2. A second book project that explores historical models and theories of chronic pain in the eighteenth and nineteenth centuries. This project begins with the issue of pain’s relationship to disability. Disabled people have frequently been figured as being afflicted by both psychic and somatic pain, states of abjection that are often exceed or destroy language’s ability to represent them. Elaine Scarry’s seminal 1985 The Body In Pain emphasized the irreconcilable division between the body in pain whose singular experience cannot be communicated and those witnessing it. As “pain is regularly theorized as an experience that isolates and individualizes,” disabled bodies in pain are often seen as localized cases of “individual misfortune rather than a social or political identity, and pain as private suffering rather than socially produced condition.” Disability and the emerging field of pain studies have thus tried to emphasize that living with a disability does not necessarily entail pain, nor does pain necessarily have to be experienced as part of a disability or a disability in and of itself.
Margaret Price has called for a “need to think and talk more carefully about pain—not in order to overcome it, but in order to overcome the many oppressions that attempt to annihilate us for feeling pain.” My project draws on my own poetic engagements with my scoliosis-related disability and chronic pain to contribute to what Alyson Patsavas has called a “cripistemology of pain”: “It is my hope that cripstemologies materialize in ways that permit us to think pain otherwise, to produce painful new knowledge, but also to construct analyses about pain that are less painful, and less dangerous to those of us in pain, and, in doing so, to re-imagine our (shared, pained) futures.” Can there be a carefully historicized standpoint theory of pain that can offer us means of understanding the potentially queer chronicites of pain while also enabling new forms of care and interdependence?
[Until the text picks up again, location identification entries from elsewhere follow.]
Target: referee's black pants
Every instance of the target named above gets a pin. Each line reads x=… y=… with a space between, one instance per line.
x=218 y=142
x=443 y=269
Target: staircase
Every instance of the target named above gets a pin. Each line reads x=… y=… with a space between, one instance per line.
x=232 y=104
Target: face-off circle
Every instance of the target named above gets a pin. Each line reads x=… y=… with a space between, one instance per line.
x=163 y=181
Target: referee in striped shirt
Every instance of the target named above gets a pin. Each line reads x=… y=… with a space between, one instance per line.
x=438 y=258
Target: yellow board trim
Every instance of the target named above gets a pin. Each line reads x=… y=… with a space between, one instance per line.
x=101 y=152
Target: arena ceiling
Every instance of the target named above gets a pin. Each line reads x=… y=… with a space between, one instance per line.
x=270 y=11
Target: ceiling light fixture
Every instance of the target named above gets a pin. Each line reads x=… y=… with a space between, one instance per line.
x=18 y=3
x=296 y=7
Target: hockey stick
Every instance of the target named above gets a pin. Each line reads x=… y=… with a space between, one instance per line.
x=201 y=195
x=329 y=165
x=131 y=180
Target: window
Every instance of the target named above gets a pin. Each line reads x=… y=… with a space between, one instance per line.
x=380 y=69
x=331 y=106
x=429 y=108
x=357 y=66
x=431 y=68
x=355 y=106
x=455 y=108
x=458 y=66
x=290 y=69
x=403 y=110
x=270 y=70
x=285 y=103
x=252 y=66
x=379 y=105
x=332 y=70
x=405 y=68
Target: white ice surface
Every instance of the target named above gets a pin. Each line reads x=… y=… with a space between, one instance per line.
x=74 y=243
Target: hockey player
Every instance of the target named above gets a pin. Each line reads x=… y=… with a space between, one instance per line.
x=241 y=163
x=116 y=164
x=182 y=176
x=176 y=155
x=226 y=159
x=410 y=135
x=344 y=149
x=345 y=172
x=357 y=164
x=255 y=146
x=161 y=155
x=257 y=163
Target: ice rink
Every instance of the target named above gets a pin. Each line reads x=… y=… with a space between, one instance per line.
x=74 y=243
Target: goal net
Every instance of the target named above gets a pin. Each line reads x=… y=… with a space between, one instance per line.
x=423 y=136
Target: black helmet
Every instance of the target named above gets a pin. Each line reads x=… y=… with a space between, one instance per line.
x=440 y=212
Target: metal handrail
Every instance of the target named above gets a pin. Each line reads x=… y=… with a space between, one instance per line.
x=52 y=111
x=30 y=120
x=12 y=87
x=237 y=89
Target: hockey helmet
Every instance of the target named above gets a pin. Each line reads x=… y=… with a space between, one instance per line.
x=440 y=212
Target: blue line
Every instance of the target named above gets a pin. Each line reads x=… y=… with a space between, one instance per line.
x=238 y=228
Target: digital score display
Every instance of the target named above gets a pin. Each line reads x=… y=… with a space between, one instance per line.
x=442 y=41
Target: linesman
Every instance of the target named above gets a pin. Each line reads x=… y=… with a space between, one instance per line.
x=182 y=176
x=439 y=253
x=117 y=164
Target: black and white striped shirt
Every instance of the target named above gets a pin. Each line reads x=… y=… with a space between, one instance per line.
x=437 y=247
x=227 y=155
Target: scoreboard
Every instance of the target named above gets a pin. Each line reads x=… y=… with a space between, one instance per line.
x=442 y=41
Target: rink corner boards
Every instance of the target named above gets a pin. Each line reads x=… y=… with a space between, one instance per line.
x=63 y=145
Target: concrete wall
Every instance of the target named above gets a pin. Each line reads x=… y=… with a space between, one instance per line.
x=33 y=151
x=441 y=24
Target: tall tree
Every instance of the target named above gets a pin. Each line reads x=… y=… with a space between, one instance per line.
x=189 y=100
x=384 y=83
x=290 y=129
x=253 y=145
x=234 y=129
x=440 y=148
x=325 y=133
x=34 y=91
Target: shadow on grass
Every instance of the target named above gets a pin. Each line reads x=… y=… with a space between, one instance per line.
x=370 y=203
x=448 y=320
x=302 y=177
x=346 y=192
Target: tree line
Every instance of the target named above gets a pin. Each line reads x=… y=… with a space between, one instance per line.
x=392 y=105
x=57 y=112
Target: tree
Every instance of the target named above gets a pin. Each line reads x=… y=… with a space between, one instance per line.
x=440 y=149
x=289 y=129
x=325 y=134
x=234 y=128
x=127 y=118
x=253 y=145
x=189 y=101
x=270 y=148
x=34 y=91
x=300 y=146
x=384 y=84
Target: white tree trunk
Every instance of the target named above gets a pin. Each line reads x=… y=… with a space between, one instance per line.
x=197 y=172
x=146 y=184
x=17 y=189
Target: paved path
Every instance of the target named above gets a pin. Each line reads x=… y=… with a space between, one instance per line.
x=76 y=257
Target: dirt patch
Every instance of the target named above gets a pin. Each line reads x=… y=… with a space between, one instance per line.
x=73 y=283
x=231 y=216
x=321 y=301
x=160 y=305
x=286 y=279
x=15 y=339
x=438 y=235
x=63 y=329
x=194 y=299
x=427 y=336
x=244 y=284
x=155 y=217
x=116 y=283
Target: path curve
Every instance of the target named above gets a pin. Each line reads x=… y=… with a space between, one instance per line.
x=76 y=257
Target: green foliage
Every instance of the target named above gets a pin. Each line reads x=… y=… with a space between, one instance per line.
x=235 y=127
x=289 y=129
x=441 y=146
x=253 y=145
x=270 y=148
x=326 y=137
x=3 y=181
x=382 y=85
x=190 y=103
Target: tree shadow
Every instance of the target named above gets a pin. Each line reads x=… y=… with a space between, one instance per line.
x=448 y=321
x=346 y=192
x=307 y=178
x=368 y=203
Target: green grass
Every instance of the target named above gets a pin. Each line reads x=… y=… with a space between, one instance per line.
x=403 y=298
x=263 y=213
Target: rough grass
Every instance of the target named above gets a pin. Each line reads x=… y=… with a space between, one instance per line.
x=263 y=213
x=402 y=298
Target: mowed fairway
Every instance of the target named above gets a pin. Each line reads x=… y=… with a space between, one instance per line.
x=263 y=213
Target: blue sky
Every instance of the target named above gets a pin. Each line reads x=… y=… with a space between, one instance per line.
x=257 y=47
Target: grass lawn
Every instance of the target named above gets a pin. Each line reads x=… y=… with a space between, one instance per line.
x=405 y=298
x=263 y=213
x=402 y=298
The consistent desire to eliminate or suspend pain demands rethinking. The common temporal framing applied to disability is what Alison Kafer calls “curative time,” or a linear progress narrative in which disability is expected and assumed to be ameliorated, cured, or even eliminated. The dominance of this narrative, particularly in medicine, has contributed to “an understanding of disability that not only expects and assumes intervention but also cannot imagine or comprehend anything other than intervention.” Especially as social Darwinism feeds into eugenic arguments for the correction or elimination of the disabled, disabled bodies in pain become figured as always “out of time,” “out of sync with time–deviations in the progress narrative toward cure. In this project, I examine how transformations in pain management also gave rise to writers who resist this curative temporality by inhabiting and describing the queer temporalities of pain.
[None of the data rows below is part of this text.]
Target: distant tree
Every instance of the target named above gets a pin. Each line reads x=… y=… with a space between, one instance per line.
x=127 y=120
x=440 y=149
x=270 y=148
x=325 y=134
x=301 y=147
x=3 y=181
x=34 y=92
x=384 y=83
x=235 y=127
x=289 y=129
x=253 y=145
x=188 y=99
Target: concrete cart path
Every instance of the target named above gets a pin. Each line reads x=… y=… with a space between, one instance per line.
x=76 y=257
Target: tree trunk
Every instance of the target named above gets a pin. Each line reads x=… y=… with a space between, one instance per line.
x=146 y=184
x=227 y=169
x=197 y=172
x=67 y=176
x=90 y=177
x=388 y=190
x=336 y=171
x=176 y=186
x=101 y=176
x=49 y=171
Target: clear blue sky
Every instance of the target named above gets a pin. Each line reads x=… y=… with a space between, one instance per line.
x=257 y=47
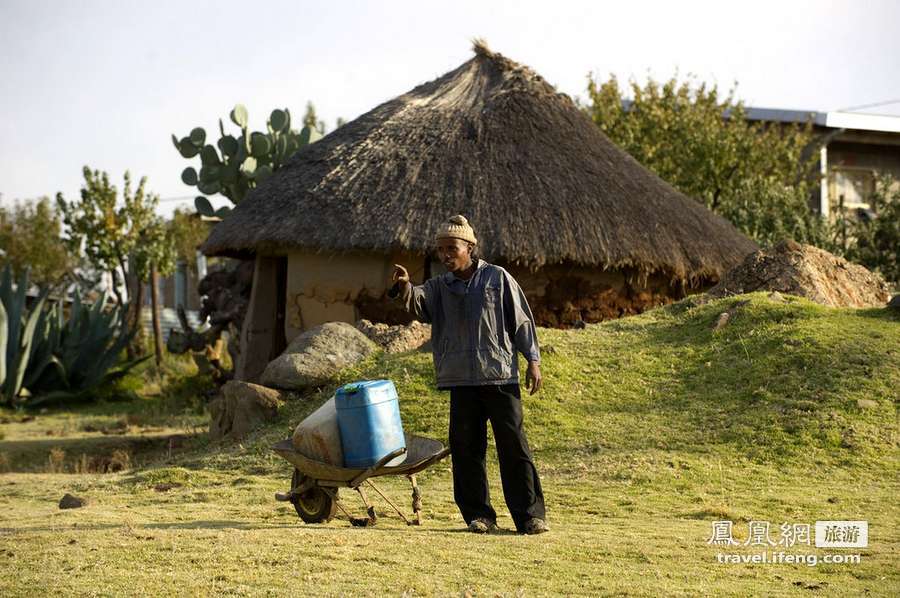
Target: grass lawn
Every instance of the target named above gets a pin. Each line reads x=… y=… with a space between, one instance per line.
x=648 y=430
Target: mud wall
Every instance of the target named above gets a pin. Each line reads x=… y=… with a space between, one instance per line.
x=561 y=295
x=346 y=287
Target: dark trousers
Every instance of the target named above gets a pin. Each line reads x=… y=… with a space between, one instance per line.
x=470 y=409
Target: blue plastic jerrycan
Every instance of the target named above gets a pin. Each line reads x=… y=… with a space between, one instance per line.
x=368 y=415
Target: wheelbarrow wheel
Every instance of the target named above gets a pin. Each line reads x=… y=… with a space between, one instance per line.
x=314 y=505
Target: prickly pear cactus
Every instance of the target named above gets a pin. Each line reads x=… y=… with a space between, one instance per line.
x=234 y=165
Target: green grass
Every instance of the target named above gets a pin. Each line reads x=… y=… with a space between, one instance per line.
x=648 y=429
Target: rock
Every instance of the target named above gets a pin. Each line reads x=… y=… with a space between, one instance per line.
x=396 y=339
x=70 y=501
x=314 y=357
x=805 y=271
x=722 y=320
x=242 y=408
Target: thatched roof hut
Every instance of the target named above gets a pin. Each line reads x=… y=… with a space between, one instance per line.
x=588 y=232
x=492 y=140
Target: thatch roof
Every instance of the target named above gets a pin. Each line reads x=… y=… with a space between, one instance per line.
x=492 y=140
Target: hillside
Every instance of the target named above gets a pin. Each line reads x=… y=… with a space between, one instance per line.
x=647 y=429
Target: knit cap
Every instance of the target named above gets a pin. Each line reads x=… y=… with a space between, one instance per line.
x=457 y=228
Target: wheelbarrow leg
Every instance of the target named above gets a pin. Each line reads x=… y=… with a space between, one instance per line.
x=370 y=509
x=417 y=501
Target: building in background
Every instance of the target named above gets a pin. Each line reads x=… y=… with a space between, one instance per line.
x=858 y=148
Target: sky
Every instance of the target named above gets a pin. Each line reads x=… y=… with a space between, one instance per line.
x=106 y=83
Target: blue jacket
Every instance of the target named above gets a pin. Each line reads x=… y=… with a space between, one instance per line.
x=478 y=326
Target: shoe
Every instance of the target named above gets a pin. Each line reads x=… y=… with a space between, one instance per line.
x=483 y=526
x=535 y=526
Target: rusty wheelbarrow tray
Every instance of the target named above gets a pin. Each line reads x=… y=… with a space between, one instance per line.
x=314 y=485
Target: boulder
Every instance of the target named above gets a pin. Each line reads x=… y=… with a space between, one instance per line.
x=317 y=355
x=70 y=501
x=241 y=408
x=396 y=339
3. A chapbook of poems called Listening to Incense, which explores the relationship between depression and masculinity within the context of my family’s immigrant experience. The collection asks how mental health stigma has contributed to the silencing and harm of some of the most vulnerable members of my family. What is at stake for these men in their refusal to disclose and seek support? To begin answering these questions about the deeply affective experience of immigration, I turn to scholarship in Asian American studies and psychoanalysis, particularly Anne A. Cheng’s The Melancholy of Race: Psychoanalysis, Assimilation, and Hidden Grief, David Kazanjian and David Eng’s Loss, The Politics of Mourning, and David Eng and Shinhee Han’s Racial Melancholia, Racial Dissociation: On the Social and Psychic Lives of Asian Americans.
4. A collection of minimalist charcoal sketches and studies focusing on motion, light, and gesture.